The impulse to establish social order is itself motivated by assumptions as to what constitutes good order or the "good life." Value judgments and ethical preoccupations motivate societal planning, and it is under the guise of the search for order and "the good" that societies with their political and economic components are established. Well-meaning and self-sacrificing devotees of great visions, together with fanatics and opportunists, collaborate to produce our societies and to preserve them in the face of the chaos that continues to threaten them. In order to prevent the possibility of subversion they deem it essential at times to torture and even eliminate those individuals who do not fit into the social plans or who raise critical questions about the planned or established regimes. Often the exceptionally imaginative and creative people are the ones most vulnerable to persecution, since through them even newer and more disturbing dreams of a still better world enter the arena of our social consciousness, stirring up criticism of the present order and making obsolete our plans for a new society.

When we look honestly at history and reflect on the poignant human struggles for an acceptable social order we might be easily tempted to cynicism. (And today, on the brink of potential nuclear annihilation, such cynicism may even seem to be the most realistic attitude to take toward our social and political existence). For we are caught on the horns of an apparently irresolvable dilemma. It seems that if people settle for the social, political and economic status quo, they are usually ignoring the needs of those who are put at a disadvantage by the present order. For example, societies based on slavery have at times been relatively stable and prosperous, but at what price to the slaves? Or a society in which a certain percentage of people will be "inevitably" unemployed may seem to be the only plausible economic order; but what about the needs of the unemployed? On the other hand, if people envisage social reforms to take care of the needy and marginalized, history shows us that the actual implementation of these enticing social visions has also led to massive sufferings for other innocent people. Every major revolution has had this consequence. Is there any way to avoid this dilemma? Or is there any resolution of it? Is it even possible to have a social order that is not only an order, but also a just social order? And is it possible to bring about reforms, or to plan a better economy, without causing even more suffering?

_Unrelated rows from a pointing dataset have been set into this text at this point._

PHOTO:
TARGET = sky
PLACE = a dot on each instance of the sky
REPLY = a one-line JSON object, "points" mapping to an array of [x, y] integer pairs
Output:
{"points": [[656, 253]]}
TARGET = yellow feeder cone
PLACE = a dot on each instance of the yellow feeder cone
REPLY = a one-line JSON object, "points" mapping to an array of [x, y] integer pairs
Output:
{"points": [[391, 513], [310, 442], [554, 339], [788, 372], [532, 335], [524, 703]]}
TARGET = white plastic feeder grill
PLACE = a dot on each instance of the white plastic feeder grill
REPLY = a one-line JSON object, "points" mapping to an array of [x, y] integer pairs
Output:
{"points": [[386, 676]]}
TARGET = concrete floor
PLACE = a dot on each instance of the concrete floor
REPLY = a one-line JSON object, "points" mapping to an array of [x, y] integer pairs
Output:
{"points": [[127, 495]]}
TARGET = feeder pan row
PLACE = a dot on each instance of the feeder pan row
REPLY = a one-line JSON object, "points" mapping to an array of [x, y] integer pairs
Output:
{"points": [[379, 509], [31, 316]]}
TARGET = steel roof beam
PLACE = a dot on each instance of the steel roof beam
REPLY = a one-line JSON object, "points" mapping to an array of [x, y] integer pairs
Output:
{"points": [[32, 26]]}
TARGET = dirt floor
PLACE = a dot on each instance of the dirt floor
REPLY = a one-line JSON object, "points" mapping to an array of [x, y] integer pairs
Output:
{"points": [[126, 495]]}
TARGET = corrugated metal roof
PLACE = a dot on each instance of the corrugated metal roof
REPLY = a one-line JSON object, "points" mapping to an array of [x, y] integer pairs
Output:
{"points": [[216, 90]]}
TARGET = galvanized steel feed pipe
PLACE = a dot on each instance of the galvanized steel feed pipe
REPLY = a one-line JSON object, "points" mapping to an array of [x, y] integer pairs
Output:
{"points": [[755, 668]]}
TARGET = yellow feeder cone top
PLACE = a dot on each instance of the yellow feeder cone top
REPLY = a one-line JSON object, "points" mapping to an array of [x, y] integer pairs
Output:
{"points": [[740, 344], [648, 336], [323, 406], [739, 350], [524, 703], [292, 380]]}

Reflection on the "impossible" situation of creating the right social and economic configurations has led us to the point where we may be open to a "solution" that lies, in part at least, beyond our own powers of planning. The fact of revelation (in all six of our contexts) becomes evident to faith especially in those situations which, according to human reckoning, are characterized by what we may call "impossibility." Its proximity to situations of what we usually take to be impossibility has characterized the biblical promise from the very beginning of the story of Yahweh’s involvement with people of the covenant. So when we think of the notion of revelation today, it is important that we continue to understand it in terms of the divine promise of a way out of dilemmas that seem resistant to any possible solution we can imagine. An attitude of trust in God’s fidelity must accompany our understanding of the seemingly irredeemable socio-economic quandaries we find ourselves in today. (And we might emphasize here also the ‘impossible" task of bringing about any resolution of the nuclear arms race and what seems to many reasonable people the "inevitable" extinction of human life if the momentum continues according to the "logic" inherent in present international politics).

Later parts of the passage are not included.